7.19 Outliers
As with logistic regression, Cox regression has no normality assumption, so outliers are not a problem from that perspective. However, it is still useful to examine outliers to find observations that are not predicted well by the model. Figure 7.23 illustrates two different kinds of residuals (Martingale and deviance) which can be used to see if any observations stand out from the others.
par(mfrow=c(1,2))
plot(resid(cox.ex7.6, type = "martingale"),
ylab = "Martingale residual", xlab = "Observation")
plot(resid(cox.ex7.6, type = "deviance"),
ylab = "Deviance residual", xlab = "Observation")

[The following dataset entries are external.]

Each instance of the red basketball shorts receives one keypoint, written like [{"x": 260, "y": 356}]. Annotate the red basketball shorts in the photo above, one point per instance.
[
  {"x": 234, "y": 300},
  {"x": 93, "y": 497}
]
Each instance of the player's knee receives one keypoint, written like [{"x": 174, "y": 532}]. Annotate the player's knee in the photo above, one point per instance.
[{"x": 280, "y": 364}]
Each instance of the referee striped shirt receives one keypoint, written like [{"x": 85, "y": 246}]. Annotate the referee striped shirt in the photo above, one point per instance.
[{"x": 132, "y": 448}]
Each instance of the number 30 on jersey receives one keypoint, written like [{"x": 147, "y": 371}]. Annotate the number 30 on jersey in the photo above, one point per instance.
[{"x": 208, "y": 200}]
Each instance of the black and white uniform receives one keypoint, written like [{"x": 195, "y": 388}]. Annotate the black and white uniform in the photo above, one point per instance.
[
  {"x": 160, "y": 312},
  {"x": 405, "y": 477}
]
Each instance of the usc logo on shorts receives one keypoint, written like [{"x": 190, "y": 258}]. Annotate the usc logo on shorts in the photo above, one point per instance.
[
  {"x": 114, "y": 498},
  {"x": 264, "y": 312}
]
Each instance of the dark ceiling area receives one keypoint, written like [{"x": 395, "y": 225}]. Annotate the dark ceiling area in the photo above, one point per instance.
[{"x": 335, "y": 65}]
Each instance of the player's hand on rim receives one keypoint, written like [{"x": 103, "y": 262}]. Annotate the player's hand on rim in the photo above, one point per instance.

Look at the two observations that have the most negative Martingale residuals. If any of the deviance residuals stood out, you could look at those, as well (although they might be from the same individuals).
# Which individuals have the large negative residuals?
# Sort and pick out the first two
sort(resid(cox.ex7.6, type = "martingale"))[1:2]
## 1080 1738
## -0.9491 -0.8640
Had you been looking for individuals with large positive residuals, you would look at the first few observations after sorting on the negative of the residual value. For example, -1*sort(-1*resid(cox.ex7.6, type = "martingale"))[1:2]
.
# Examine these two individuals
natality.complete[c("1080", "1738"), ] %>%
select(gestage37, preterm01, RF_PPTERM, MAGER, MRACEHISP, DMAR)
## # A tibble: 2 × 6
## gestage37 preterm01 RF_PPTERM MAGER MRACEHISP DMAR
## <dbl> <dbl> <fct> <dbl> <fct> <fct>
## 1 37 0 Yes 36 NH Black Unmarried
## 2 37 0 Yes 33 NH Black Unmarried
# "1080" and "1738" are row LABELS
# But to examine the hazard for these two,
# we need row NUMBERS.
# Row labels are not always the same as row numbers
# Check which elements of the prediction correspond to
# these two individuals
which(rownames(natality.complete) %in% c("1080", "1738"))
## [1] 1080 1738
# In this case it happened to be the same numbers
# but it may not always be
# What are the estimated hazard ratios for these two individuals
# relative to a reference individual?
predict(cox.ex7.6, type = "risk")[c(1080, 1738)]
## [1] 11.31 10.30
We find that these two individuals, based on their predictor values, are each estimated to have a very high hazard of preterm birth relative to a reference individual, yet neither experienced a preterm birth. This discrepancy resulted in very large negative residuals. As discussed in Section 7.10, the reference individual being compared to is at the mean value for each continuous predictor and the reference level for each categorical predictor.